Abstract painting of subject, generated by DALL-E 2

Key prejudices

12 Jun 2007 - Bruno Prior

There is a marvellous booklet, published by the Social Affairs Unit in 2000, called the Dictionary of Dangerous Words. It contains modern definitions, provided by many great thinkers and Oliver Letwin, of words "which once meant something good and now mean something bad, which once meant something and now mean nothing or vice versa, or which have in some interesting sense changed". If the SAU were thinking of bringing out a new edition, I would recommend that little word "key" for inclusion.

I was looking at the speaker-list for an energy conference, and it was pretty much the same list as for every other conference on the subject, of which there are dozens a year. This particular conference was organized on behalf of the Institute of Economic Affairs, which, of all organizations, ought to have been trying to encourage alternative perspectives. I wondered how the organizers came up with such an uninspired and conformist list, and happily they provide an explanation on their website. Their "target list" is put together "following extensive research and consultation with key industry executives". And guess what: their list of speakers is chock-full with those same "key industry executives".

So I add the phrase "key industry executives" to those other abuses of English: "key workers" and "key stakeholders". "Key" is used in this sense to mean "the people (or things) that we think matter". No standard is provided by which this assessment is made. The implication is that it is self-evident that these people (or things) are clearly the most important. "Key workers" are to be contrasted with those unessential workers in the economy, "key stakeholders" with those whose voices need not be listened to, "key executives" with the other executives who don't know as much about or aren't as important to their industry.

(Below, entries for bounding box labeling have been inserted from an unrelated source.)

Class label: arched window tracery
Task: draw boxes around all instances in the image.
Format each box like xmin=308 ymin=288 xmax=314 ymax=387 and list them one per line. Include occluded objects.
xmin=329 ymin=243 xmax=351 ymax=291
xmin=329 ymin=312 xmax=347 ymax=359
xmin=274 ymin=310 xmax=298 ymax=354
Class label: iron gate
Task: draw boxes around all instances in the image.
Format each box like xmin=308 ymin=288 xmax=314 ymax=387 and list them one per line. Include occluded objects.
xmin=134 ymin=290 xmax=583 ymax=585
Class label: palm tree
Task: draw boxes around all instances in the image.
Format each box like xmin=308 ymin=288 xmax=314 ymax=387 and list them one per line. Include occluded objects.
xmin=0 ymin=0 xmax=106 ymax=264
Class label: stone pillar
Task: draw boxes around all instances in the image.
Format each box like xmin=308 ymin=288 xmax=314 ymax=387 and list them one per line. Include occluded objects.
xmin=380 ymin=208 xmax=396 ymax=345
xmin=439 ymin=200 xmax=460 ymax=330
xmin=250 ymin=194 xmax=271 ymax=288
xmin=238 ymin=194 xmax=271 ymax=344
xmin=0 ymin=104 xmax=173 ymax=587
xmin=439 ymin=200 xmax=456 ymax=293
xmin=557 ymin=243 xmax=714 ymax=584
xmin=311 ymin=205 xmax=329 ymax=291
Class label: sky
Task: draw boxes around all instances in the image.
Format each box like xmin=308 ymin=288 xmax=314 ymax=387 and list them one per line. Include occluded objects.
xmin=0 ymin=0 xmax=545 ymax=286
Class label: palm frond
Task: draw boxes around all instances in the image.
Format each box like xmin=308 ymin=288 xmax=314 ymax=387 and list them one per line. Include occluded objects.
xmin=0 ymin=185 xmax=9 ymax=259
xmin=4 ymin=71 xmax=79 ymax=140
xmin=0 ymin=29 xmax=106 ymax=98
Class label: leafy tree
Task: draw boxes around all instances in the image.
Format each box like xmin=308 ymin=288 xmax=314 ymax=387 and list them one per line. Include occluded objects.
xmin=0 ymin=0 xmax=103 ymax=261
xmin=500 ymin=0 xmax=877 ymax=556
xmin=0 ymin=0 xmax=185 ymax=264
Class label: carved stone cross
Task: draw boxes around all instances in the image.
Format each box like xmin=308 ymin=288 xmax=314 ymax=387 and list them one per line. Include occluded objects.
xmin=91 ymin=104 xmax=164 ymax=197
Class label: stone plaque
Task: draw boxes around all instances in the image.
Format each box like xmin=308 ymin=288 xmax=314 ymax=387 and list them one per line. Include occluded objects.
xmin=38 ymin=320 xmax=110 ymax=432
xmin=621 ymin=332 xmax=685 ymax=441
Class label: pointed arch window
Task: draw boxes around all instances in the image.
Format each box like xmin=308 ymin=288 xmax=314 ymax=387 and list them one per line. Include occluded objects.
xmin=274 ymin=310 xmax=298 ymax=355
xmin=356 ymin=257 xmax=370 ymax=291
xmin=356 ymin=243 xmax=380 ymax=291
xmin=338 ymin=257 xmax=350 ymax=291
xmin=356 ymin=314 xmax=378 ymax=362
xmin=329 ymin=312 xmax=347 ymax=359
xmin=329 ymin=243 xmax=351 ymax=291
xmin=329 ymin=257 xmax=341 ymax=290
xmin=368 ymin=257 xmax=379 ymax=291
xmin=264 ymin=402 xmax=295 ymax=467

And there is worse. The phrase "key civil liberties" is starting to be used more commonly. That would be to distinguish from the unimportant civil liberties, would it? The ones that we need not guard so jealously?

Incidentally, if you enjoy the deconstruction of those politically-correct constructs that have perverted the original sense of many of our words, another excellent, more recent book in this vein is Mediocracy by Fabian Tassano. His blog is already linked from here, but you will find the book well-worth reading too.